Different cultures around the world mark the winter holidays with a delightful range of seasonal traditions. Join us on a quick tour of some truly distinctive holiday customs.
First stop: Japan. The snow-white confection known as a Japanese Christmas cake is an important—and delicious—holiday custom in a country that doesn’t celebrate Christmas in the traditional sense. But among the secular festivities of Japan’s holiday season (including city streets festooned with Western-inspired holiday glitter and ads promoting gift-giving) their bakeries turn out frosted sponge cakes garnished with fresh fruit (usually strawberries), chocolates, and Santa Claus figurines.
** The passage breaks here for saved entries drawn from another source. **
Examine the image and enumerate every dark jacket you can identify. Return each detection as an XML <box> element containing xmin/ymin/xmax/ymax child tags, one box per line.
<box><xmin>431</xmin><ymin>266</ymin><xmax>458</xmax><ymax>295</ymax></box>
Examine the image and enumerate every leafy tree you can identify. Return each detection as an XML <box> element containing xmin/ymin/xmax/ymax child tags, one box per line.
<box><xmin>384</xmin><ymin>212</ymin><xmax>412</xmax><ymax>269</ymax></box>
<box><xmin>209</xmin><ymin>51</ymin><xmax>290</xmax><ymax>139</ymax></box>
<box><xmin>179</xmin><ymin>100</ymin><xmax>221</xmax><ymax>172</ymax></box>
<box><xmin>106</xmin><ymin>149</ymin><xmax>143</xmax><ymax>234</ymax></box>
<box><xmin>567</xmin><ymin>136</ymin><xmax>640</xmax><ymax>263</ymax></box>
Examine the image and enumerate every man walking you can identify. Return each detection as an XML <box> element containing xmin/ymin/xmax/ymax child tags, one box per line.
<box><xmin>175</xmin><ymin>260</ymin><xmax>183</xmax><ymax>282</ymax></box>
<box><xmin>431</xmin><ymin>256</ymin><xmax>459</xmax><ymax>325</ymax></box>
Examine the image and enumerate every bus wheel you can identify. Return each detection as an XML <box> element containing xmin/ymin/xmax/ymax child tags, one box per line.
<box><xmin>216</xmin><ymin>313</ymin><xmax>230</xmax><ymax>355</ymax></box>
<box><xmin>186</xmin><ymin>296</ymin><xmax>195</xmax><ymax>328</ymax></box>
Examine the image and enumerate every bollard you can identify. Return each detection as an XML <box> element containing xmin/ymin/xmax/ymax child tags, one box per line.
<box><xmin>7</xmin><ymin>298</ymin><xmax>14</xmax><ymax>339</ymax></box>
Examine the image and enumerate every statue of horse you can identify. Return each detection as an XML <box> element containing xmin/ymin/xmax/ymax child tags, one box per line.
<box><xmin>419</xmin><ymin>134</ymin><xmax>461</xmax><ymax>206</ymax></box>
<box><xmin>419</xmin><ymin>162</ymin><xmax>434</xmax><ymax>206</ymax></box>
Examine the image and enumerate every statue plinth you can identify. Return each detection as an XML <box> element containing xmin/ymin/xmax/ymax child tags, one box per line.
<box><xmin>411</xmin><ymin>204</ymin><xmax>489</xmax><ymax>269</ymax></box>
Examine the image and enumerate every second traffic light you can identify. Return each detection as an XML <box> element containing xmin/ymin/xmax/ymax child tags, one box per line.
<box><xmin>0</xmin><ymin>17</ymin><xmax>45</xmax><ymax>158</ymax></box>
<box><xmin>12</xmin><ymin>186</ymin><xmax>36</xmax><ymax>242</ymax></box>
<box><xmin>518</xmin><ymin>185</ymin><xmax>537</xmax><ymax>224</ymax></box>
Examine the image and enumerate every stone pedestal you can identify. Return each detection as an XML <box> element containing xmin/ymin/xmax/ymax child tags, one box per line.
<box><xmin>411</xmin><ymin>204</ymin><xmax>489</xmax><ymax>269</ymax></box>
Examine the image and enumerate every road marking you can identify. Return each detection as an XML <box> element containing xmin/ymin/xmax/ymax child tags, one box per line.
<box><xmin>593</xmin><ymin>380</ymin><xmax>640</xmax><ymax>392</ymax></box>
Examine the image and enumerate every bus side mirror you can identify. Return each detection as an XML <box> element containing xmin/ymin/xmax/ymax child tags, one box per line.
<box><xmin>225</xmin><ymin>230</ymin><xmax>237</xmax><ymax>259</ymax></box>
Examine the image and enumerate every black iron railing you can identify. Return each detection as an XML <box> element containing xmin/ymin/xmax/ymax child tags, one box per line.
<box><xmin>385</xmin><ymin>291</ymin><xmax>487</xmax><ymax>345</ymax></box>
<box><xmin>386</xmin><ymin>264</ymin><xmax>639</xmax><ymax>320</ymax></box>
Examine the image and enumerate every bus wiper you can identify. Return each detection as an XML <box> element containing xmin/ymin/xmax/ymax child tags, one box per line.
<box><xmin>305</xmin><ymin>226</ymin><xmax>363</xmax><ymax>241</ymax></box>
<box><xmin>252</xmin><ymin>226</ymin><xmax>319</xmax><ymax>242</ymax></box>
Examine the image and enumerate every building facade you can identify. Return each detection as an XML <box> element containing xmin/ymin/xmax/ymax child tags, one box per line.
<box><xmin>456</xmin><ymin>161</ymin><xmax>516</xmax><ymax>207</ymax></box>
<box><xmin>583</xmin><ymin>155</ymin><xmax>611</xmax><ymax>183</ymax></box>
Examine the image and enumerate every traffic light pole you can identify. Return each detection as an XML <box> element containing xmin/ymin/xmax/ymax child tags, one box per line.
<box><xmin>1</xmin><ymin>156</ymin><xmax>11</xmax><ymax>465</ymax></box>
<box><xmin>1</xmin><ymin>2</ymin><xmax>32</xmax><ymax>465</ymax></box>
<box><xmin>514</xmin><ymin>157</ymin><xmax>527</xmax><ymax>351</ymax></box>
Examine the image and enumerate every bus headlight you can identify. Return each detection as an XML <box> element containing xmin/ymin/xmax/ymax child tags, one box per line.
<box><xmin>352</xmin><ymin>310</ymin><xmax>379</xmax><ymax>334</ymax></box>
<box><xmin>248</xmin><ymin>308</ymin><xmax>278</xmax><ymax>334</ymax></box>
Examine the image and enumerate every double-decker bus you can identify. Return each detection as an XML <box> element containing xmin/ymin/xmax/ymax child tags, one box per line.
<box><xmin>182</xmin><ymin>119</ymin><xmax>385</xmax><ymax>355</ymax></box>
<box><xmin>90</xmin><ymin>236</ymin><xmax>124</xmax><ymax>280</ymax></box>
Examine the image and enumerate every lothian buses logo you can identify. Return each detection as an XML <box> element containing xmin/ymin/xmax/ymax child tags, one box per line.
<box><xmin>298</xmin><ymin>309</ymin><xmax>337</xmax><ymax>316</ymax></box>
The Christmas cake gained popularity as Japan rebuilt following the destruction of World War II. This Western-style desert symbolized luxury and the re-emergence of a prosperous middle class. Today, it’s one of the country’s most popular winter holiday traditions. In fact, scholars cite the sharing of Christmas cake as the centerpiece, and highlight, of Japan’s increasingly popular Christmas festivities.
Christmas cake is a type of fruitcake served at Christmas time in many countries. A Christmas cake may be light or dark, crumbly-moist to sticky-wet, spongy to heavy, leavened or unleavened, shaped round, square or oblong as whole cakes, cupcake, or petit fours, with marzipan, icing, glazing, dusting with icing sugar, or plain. If a Christmas cake is covered in icing, it is quite common for it to be decorated – models of houses, of fir trees or of Santa Claus may be in the array of decorations.